There will now be around 50 new options, including ‘bi-gender’, ‘transgender’ and ‘androgynous’. It will also be possible for users to choose whether the site refers to them as ‘he’, ‘she’ or ‘they’.
Facebook engineer Brielle Harrison told the press that, “There’s going to be a lot of people for whom this is going to mean nothing, but for the few it does impact, it means the world,” However, as of 2011, there were an estimated 700,000 transgender adults in the US, so this decision is likely to positively effect a sizeable amount of people.
Gender is not the same concept as sex, or even sexuality, yet the general public erroneously considers all of them to be interchangeable.

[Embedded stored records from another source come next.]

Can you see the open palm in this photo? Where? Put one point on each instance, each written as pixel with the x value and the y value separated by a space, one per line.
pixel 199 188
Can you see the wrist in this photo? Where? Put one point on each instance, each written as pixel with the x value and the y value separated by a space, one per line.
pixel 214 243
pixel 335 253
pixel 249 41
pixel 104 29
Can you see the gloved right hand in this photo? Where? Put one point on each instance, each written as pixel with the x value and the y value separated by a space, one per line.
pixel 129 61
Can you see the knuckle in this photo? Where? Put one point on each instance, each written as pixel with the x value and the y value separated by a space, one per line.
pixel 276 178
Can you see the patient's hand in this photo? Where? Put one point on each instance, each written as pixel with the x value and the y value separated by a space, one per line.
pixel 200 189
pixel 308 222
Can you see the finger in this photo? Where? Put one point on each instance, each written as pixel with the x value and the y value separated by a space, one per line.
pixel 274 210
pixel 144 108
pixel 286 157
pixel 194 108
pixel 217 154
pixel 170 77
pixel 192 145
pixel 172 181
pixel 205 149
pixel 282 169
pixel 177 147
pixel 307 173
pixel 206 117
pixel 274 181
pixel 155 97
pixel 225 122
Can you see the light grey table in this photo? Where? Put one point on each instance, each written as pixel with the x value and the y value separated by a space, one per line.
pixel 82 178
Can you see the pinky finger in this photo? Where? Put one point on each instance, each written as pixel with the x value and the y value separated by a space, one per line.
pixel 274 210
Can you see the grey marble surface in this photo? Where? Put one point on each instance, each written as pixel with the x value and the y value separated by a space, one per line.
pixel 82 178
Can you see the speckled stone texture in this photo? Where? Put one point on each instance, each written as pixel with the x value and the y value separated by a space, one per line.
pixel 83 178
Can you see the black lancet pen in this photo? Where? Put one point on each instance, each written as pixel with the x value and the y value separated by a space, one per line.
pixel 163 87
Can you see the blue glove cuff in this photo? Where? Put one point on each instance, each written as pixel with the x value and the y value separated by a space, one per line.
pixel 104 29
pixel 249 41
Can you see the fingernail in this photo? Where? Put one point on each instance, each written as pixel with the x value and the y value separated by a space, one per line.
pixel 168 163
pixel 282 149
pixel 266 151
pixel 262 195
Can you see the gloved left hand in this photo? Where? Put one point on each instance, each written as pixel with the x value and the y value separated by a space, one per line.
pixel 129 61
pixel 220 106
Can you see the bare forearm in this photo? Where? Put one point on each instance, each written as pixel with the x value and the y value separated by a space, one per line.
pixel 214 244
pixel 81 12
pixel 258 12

Whilst a person’s sex simply refers to their sexual organs, the term ‘gender’ actually describes their social role within a broader cultural context.
For example, a person who considers him/herself to be bi-gender can often feel trapped when forced to conform to a culturally enforced ‘male’ or ‘female’ gender role. Bi-gender people generally exhibit traits indicative of multiple sexes, or occasionally create alternate personas for both their male and female sides.

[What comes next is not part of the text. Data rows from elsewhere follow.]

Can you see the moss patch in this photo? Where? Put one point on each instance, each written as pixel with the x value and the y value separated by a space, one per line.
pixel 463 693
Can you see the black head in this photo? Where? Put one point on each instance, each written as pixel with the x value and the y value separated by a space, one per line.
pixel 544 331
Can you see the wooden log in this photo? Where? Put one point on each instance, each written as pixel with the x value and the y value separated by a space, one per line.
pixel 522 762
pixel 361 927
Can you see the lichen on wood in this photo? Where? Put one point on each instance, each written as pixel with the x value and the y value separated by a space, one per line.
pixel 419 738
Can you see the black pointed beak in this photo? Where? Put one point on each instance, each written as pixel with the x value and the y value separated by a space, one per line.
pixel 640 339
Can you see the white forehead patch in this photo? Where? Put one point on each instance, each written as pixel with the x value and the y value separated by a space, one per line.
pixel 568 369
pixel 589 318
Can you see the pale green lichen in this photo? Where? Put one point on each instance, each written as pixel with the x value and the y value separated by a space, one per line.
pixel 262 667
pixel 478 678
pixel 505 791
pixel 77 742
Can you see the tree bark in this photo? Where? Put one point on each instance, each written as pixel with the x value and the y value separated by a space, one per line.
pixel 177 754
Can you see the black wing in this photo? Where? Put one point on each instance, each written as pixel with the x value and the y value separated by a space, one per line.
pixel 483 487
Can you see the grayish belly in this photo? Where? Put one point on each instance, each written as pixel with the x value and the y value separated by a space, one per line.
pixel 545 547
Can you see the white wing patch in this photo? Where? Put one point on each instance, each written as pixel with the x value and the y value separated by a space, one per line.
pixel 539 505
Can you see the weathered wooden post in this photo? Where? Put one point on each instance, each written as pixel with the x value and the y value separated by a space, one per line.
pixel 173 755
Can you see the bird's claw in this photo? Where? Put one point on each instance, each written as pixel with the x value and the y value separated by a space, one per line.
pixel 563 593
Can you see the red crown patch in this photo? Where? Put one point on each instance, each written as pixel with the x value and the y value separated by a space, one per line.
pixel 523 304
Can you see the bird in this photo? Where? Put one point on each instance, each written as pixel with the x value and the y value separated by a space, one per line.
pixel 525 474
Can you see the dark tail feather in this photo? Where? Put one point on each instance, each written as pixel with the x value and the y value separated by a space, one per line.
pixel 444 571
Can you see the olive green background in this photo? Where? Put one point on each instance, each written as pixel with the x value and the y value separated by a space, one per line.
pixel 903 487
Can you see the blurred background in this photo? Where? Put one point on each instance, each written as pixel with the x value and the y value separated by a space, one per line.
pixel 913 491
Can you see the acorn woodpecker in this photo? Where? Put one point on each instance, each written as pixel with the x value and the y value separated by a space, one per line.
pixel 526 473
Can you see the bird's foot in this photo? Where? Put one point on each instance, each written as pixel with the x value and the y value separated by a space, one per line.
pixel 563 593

People who describe themselves as transgender feel that a sex-based description is an incomplete one. They do not appreciate the rigid definition of ‘male’ or ‘female’ being thrust upon them and prefer instead to define themselves. This is, of course, totally independent of a person’s sexual orientation. It is possible for a heterosexual male to identify as a female (and vice versa).
For another example, intersex individuals are people born with a variation in their sex characteristics, making them neither male nor female in terms of biology. Often, these people find our cultural enforcement of gender roles to be stifling and deeply emotionally unsettling.
As of this week, Facebook’s English-speaking users will have the option to define themselves by these, or a multitude of other gender-based characteristics. The decision will allow users “to express themselves in an authentic way” according to Facebook.
This move reflects the growing exposure that LGBT groups and individuals are getting within contemporary culture. The Transgender Law Center in San Francisco stated that they were “thrilled” by the news. They are likely not alone.